As part of last week's developments on the Afghan detainee cover-up, the Cons have started using two new excuses for refusing to turn over the information demanded by Parliament. So while I'll note in another post today why it's pointless to spend much time answering the Cons' deflection tactics, I'll take a moment for now to note why neither the Canada Evidence Act nor the Privacy Act actually gives the Cons any excuse for continuing to hide the information.
Simply put, both of the statutes involved - like the Access to Information Act which I discussed earlier - create express ministerial responsibility for the decisions made surrounding information. Which means that anytime the Cons effectively claim that decisions about disclosing the information aren't theirs to make, they're hiding from their own job descriptions just as plainly as they're hiding the information from the public.

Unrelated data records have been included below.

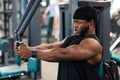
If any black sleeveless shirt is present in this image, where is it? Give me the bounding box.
[57,34,100,80]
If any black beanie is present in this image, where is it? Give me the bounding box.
[73,6,97,21]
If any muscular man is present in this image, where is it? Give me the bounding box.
[14,6,103,80]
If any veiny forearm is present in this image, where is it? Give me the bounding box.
[37,48,68,62]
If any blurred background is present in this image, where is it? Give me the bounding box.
[0,0,120,80]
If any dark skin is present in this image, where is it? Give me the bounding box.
[14,19,102,64]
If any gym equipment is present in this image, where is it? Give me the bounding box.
[0,0,41,80]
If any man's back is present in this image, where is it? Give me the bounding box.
[58,35,99,80]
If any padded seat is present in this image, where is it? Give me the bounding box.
[0,64,25,77]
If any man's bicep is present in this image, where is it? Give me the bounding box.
[67,41,99,60]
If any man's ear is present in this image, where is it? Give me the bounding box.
[89,19,94,26]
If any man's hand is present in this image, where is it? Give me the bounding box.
[14,44,32,59]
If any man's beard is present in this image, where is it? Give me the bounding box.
[80,26,89,37]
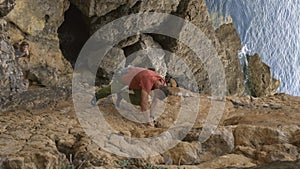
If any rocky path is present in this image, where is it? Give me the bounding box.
[0,88,300,169]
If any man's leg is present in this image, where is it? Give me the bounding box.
[95,85,111,100]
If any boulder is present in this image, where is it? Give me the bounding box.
[247,54,280,97]
[2,0,72,86]
[216,23,245,96]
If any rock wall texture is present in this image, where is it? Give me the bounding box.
[247,54,280,97]
[0,0,290,169]
[71,0,244,96]
[1,0,72,90]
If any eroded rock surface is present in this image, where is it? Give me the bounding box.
[247,54,280,97]
[0,89,300,168]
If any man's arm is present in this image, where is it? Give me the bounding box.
[141,89,148,112]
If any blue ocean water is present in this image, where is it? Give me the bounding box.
[206,0,300,96]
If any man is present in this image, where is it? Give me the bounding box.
[96,67,169,126]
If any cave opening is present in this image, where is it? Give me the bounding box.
[58,4,90,68]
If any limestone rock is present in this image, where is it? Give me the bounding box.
[0,34,28,97]
[2,0,72,86]
[247,54,280,97]
[216,23,244,96]
[164,142,201,165]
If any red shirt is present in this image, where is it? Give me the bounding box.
[121,67,166,93]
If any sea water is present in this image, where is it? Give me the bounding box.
[206,0,300,96]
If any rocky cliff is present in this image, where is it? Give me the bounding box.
[0,0,292,169]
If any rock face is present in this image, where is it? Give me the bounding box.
[0,34,27,97]
[247,54,280,97]
[216,23,244,96]
[1,0,72,90]
[71,0,244,95]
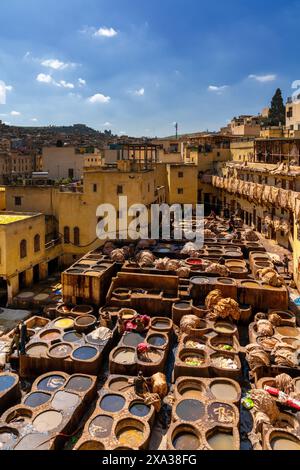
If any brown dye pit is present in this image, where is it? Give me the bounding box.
[89,416,114,438]
[109,378,128,392]
[32,410,63,432]
[114,348,135,364]
[66,375,93,392]
[117,427,144,448]
[276,326,299,337]
[176,399,205,421]
[271,435,300,450]
[207,431,234,450]
[172,431,200,450]
[210,381,237,401]
[207,403,235,424]
[40,330,60,341]
[52,391,80,411]
[27,344,48,357]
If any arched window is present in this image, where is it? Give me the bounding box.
[64,227,70,243]
[74,227,80,246]
[34,234,41,253]
[20,240,27,259]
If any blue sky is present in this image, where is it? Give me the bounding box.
[0,0,300,136]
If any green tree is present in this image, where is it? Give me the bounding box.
[268,88,285,126]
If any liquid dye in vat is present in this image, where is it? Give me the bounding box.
[176,399,205,421]
[37,375,66,392]
[89,416,114,438]
[172,432,200,450]
[100,395,125,413]
[271,436,300,450]
[52,391,80,410]
[207,432,234,450]
[117,427,144,448]
[129,403,150,418]
[210,382,238,401]
[24,392,51,408]
[66,375,93,392]
[0,375,16,392]
[147,335,166,347]
[73,346,98,361]
[109,378,128,392]
[114,349,135,364]
[32,410,63,432]
[63,331,82,343]
[123,333,145,347]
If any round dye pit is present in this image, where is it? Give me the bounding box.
[24,392,51,408]
[129,402,150,418]
[271,433,300,450]
[72,346,98,361]
[109,377,128,392]
[40,330,60,342]
[54,318,74,330]
[176,399,205,421]
[207,430,234,450]
[32,410,63,433]
[117,426,144,449]
[14,433,49,450]
[147,335,167,347]
[210,380,238,401]
[52,391,80,410]
[63,330,82,343]
[123,333,145,347]
[114,348,135,364]
[100,395,126,413]
[0,375,16,393]
[37,375,66,392]
[49,344,73,359]
[89,415,114,439]
[66,375,93,392]
[26,343,48,357]
[172,430,200,450]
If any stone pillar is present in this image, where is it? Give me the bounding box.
[39,263,48,281]
[7,276,19,304]
[25,268,33,287]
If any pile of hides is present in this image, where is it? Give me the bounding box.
[212,297,241,321]
[136,250,155,268]
[246,344,270,370]
[205,289,223,310]
[257,320,274,336]
[180,315,201,334]
[205,263,229,277]
[257,268,284,287]
[244,230,259,242]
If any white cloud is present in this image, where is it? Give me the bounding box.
[36,73,75,89]
[134,88,145,96]
[248,74,277,83]
[88,93,111,104]
[208,85,228,94]
[94,26,118,38]
[36,73,54,83]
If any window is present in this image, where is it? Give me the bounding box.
[74,227,80,246]
[64,227,70,243]
[34,234,41,253]
[20,240,27,259]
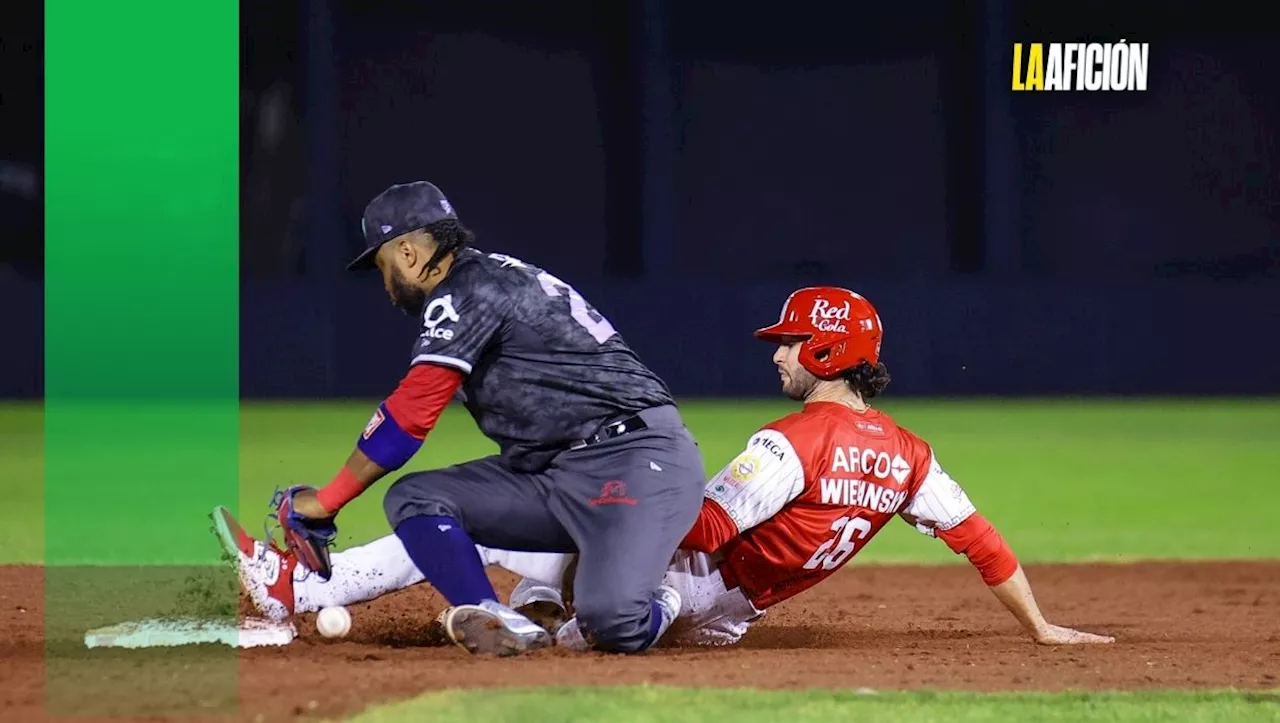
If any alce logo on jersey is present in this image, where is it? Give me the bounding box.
[1012,38,1149,91]
[422,294,460,342]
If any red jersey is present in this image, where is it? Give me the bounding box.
[704,402,975,609]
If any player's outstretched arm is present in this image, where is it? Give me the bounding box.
[293,363,463,520]
[900,459,1115,645]
[991,564,1115,645]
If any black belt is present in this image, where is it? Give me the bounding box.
[570,415,649,449]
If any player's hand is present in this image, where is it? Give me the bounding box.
[1036,623,1116,645]
[271,485,338,580]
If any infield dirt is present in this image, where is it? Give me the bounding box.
[0,562,1280,722]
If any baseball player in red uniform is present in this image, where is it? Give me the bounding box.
[220,287,1114,649]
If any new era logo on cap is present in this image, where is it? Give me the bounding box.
[347,180,458,269]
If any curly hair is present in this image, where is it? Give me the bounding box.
[422,219,476,276]
[841,362,892,399]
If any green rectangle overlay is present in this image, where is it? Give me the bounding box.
[45,0,239,718]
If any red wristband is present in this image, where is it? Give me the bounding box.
[316,466,365,514]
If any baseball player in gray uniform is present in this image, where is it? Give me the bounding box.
[214,182,704,655]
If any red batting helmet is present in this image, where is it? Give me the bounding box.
[755,287,884,379]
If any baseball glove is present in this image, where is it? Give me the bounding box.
[271,485,338,581]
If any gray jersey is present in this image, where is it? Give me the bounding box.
[412,248,675,471]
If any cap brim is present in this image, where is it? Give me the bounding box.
[347,246,379,271]
[755,324,810,342]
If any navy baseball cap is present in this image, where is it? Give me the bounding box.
[347,180,458,271]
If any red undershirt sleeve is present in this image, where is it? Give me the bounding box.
[937,513,1018,587]
[680,499,737,554]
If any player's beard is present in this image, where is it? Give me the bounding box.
[392,269,426,317]
[782,367,818,402]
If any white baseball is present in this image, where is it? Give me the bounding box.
[316,605,351,637]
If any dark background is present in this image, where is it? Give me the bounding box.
[0,0,1280,397]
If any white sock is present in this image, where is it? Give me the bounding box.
[293,535,425,613]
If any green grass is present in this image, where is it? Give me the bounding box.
[337,686,1280,723]
[0,399,1280,564]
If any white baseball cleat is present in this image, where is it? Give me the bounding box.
[509,577,568,635]
[440,600,552,658]
[212,507,298,622]
[649,585,685,648]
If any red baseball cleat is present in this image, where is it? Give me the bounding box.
[212,507,298,622]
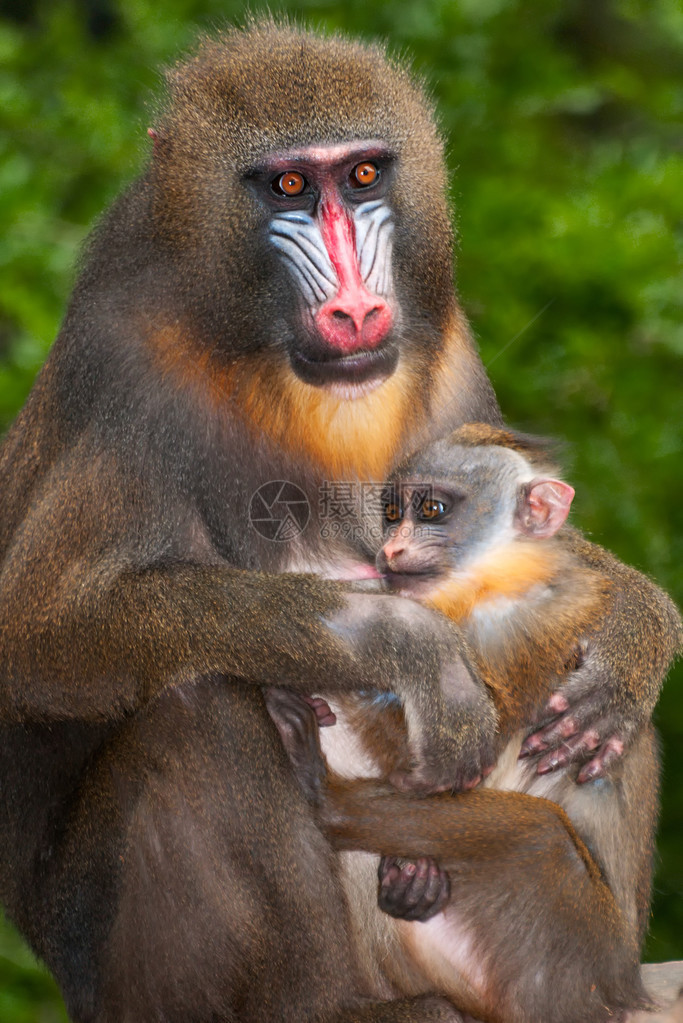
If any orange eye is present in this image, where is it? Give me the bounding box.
[273,171,306,195]
[384,504,401,522]
[350,163,379,188]
[420,500,446,519]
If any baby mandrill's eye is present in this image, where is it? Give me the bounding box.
[419,497,446,522]
[384,501,403,523]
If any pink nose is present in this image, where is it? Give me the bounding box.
[381,536,406,566]
[315,287,393,352]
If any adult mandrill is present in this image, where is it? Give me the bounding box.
[0,23,670,1023]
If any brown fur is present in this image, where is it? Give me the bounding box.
[284,424,683,1023]
[0,21,507,1023]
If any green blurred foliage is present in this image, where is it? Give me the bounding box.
[0,0,683,1023]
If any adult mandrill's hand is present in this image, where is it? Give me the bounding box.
[327,592,497,794]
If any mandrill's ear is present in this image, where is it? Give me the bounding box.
[514,480,575,540]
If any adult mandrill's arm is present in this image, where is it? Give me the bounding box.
[0,453,495,790]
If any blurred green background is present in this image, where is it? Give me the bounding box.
[0,0,683,1023]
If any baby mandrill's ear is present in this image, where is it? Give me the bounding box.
[514,480,575,540]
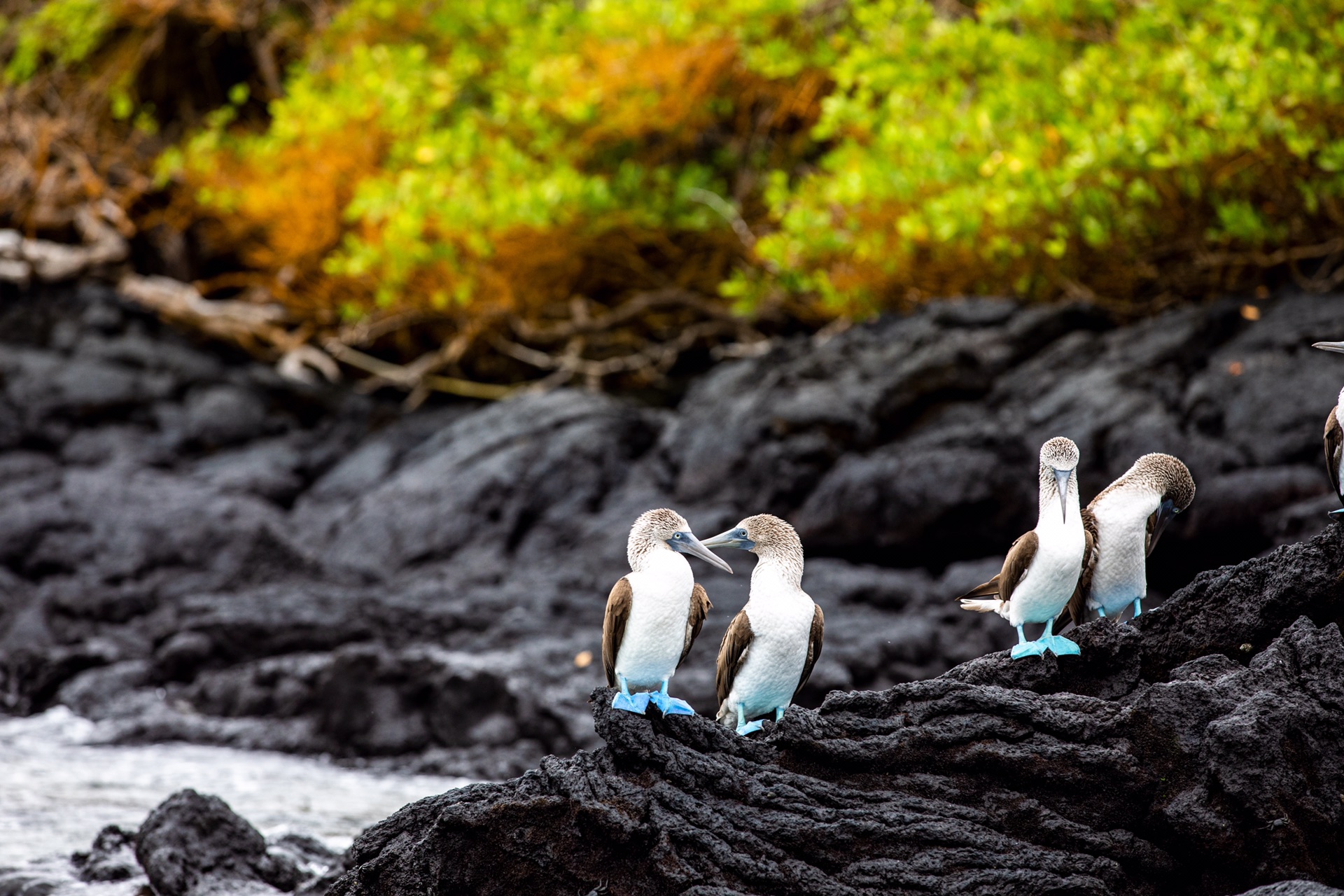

In the case of the Privacy Act, it's the head of a government department (i.e. the responsible minister) who's required by law to assess whether requested information should be disclosed - including under a public interest exemption (see section 8(1)(m)). Which means that any time a Con minister claims that the Privacy Act somehow ties his hands, he's deliberately abdicating his statutory responsibility.
In the case of the Canada Evidence Act, it's at best questionable whether the section relied on by the Cons even applies to the treatment of information generally as opposed to its handling within a specific judicial proceeding. But it's absolutely clear that any decision to certify information as "sensitive" or "potentially injurious" must be made by the Attorney General rather than by some group of anonymous staffers - and that the Attorney General also has explicit authority to allow information to be disclosed even if it meets those definitions.
So while the excuse has changed slightly, the story remains the same. As part of their cover-up on torture, Con cabinet ministers are both misleading the public about what their duties actually are, and falsely claiming that there's some legal reason why they can't release information about detainee treatment when they hold specific power to make that information public. And no matter how much (or how little) significance there is to what the Cons are keeping hidden, the fact that they're so eager to mislead Canadians about how and why they're hiding it should itself provide reason to consider the Cons unfit for public office.